I would not call myself a huge hockey fan, although of any
sport it is perhaps the one about which I know the most. For me though it is
not about the sport itself but the passion of the people involved, like the little
players no older than I was the first time my father put me on the ice on an
outdoor rink in a tiny little town in rural Saskatchewan. It is why I found
myself smiling last week when I discovered myself face to face with the Stanley
Cup, the Holy Grail of hockey. How fitting it seemed to me that I encountered
it in a tiny dressing room just off the Terry Conroy Mini-Ice at the Suncor
Community Leisure Centre, as my journey of the last few years took me down a
path where I learned a great deal about Terry and how he was one of the
founders of ice sports in our community, including the backyard rink he created
every year where local children could play out their own hockey dreams. As I
stood and gazed at the silver cup, etched not only with names but with decades
and decades of history, I could not help but think how it was truly part of
Terry’s legacy to find this cup so close to the ice surface that now carries his
name, and how he might have felt to know that a group of very young hockey
players were about to see that cup just before stepping out onto the ice that
honours his memory.
It is why when I wandered around the Hometown Hockey site –
dotted with dozens of activities and events of every kind – I found myself
grinning widely, listening as the sounds of children’s laughter echoed through
the parking lot of the recreation centre where I am now so very fortunate to
work. I went from tent to tent, observing quietly as the residents of my
community – my hometown – celebrated hockey, our favourite national sport. I
watched as Canadian icon Ron MacLean inspired young hockey players with his
banter about the sport, and I grinned even wider when a friend texted to tell
me that even though he and his son had been down the day before they were
coming back as his son had so loved Hometown Hockey that he had asked to come
back.
I didn’t meet Ron MacLean or Lanny McDonald. I didn’t take a
selfie with the Stanley Cup, and I didn’t lace up my skates. I was too lost in reverie for those things, my mind racing with memories
long forgotten and tucked away, of a cold winter night when I could see my breath
on the air and my skates touched ice for the very first time while I held my
father’s hands. I found myself back on an outdoor rink in a tiny town called
Reward, the crisp sound of skates scraping on the ice ringing in my mind.

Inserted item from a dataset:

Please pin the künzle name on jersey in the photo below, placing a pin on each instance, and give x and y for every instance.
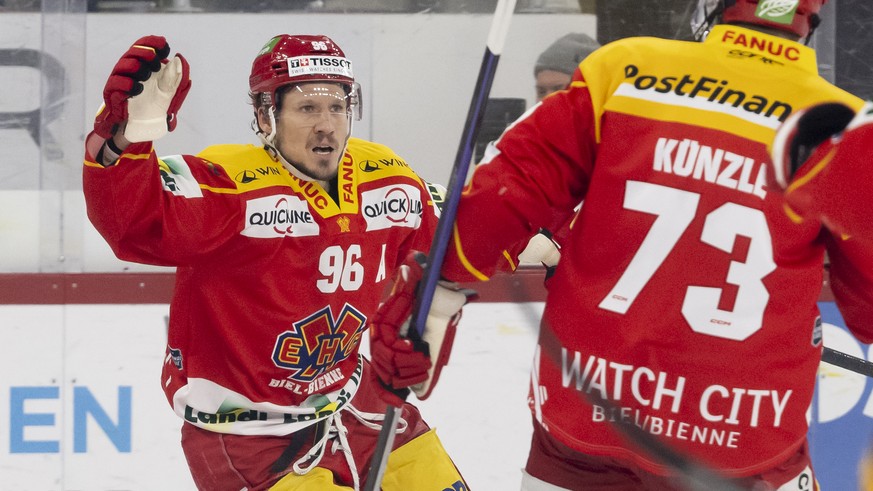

Hometown Hockey came to my hometown, but it took me back to another hometown
from a long time ago and very far away, a place and time I hadn’t thought of
for a very, very long time. I may not be a hockey player, and perhaps not even
a huge hockey fan – but I think like every other Canadian there is a ribbon
that runs through my heart that is tied to a memory of ice and winter and
skates, and, yes, hockey, a sport that I may have never played but that has
clearly touched my life and reminds me of days – and people – long gone.
This morning I stopped to put gas in my car, the most
mundane of tasks and one I do not relish in the early morning when the
temperatures are cold. A truck drove in across from me, and from it emerged a
man wearing a toque proudly emblazoned with the Hometown Hockey logo. I
finished pumping my gas, stepped back into my car and held my frozen fingers in
front of the heater to warm them – and I smiled, lost in memories once more of
a time with my father long gone but as fresh in my mind as if it happened
yesterday, and then I drove away, headed for another day in my hometown.